例えば、得意先との商談で、具体的な数字やエピソードを交えて話す、相手の質問を事前に想定して調べておくことは、「調べてからご返事します」と言うよりも遥かに相手の信頼感を得られるでしょう。特に初対面であれば、信頼性(論理的矛盾がない)、専門性、熱意、利他(自分の利益に反することも言える)などは、仮に意識した演出であったとしても信用に値するかの判断材料となります。つまり「人間力」とは、事実(ファクト)に基づく仮説から相手の共感と信用を得る能力だと解釈しています。これは、認知心理学の世界でも一時記憶(短期記憶)と二次記憶(長期記憶)があり、ポジティヴな感情が相手の望む情報を瞬時に引き出すカギであるとの研究結果にも通じます。
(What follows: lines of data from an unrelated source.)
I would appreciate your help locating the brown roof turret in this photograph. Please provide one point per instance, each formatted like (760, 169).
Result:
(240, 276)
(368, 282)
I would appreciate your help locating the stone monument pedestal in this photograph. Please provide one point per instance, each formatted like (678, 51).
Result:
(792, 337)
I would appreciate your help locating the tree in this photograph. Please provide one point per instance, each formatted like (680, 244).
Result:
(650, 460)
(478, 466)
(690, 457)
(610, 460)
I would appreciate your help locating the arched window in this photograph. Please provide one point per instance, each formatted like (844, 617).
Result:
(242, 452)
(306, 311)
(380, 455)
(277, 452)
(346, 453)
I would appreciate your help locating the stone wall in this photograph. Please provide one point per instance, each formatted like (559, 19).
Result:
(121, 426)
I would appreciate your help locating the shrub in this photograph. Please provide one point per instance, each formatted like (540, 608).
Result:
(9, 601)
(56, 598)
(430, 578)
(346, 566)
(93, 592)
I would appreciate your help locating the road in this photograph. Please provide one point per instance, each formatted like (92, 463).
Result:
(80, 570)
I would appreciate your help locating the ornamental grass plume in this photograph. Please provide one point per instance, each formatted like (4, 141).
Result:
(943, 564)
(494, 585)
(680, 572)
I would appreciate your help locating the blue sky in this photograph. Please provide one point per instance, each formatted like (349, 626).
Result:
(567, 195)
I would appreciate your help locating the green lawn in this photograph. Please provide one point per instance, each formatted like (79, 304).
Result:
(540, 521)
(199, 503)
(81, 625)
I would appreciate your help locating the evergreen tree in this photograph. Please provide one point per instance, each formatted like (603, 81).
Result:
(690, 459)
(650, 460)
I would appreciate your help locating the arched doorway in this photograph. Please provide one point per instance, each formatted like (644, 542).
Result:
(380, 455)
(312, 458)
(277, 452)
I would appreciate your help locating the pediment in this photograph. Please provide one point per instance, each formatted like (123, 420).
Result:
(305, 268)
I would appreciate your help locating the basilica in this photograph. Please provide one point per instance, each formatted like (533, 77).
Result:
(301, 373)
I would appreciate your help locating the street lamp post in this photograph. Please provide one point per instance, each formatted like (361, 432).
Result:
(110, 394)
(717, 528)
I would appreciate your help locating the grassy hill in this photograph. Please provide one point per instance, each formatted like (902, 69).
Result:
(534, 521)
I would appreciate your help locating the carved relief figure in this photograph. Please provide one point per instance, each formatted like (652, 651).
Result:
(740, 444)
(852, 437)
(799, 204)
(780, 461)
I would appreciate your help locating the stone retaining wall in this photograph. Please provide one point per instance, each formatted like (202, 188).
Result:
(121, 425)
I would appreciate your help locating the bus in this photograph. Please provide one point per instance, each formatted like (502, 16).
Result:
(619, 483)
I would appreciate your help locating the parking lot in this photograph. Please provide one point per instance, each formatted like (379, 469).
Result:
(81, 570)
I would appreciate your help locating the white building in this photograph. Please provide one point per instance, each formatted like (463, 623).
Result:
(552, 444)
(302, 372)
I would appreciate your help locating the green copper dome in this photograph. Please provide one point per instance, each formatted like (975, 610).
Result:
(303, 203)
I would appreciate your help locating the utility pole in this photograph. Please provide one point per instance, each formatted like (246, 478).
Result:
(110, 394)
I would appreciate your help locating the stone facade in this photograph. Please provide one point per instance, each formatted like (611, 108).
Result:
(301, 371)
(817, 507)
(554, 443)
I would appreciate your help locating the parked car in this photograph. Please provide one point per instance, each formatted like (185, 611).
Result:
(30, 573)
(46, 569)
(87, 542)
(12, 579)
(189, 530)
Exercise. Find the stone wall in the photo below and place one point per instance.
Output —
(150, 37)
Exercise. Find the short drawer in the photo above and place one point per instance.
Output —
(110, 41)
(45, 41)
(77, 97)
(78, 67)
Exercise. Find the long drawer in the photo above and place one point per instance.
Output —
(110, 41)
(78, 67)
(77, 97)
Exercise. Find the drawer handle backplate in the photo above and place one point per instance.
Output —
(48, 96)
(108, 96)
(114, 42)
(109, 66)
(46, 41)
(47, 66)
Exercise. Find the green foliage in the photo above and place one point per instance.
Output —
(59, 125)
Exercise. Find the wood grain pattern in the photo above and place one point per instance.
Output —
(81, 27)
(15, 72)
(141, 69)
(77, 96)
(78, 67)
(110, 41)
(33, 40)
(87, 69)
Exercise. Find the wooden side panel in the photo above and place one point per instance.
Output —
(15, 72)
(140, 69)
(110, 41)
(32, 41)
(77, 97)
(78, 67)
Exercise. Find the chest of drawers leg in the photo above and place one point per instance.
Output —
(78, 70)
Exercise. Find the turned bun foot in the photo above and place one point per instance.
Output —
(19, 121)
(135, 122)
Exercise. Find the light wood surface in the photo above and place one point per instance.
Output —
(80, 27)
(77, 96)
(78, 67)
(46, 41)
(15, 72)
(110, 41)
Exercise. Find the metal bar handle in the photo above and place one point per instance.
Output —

もう一つは「今できることは、すぐに行動に移す」ことです。大局観、実行を躊躇しない、知識より経験、リスクコントロールと言った優先順位をTo-Doリストで明確にしておけば、情報のブラッシュアップ、ストックしてある情報を活用する時間を作り出すことができます。以前「優しさの恩人」は良く現場視察をされ、会議等で的確な指示を出されていました。その根底には顧客への利他の精神をもち、緻密な記憶力と構想力をフル回転させて従業員を鼓舞する「人間力」を最大限に活用されていたのだと思います。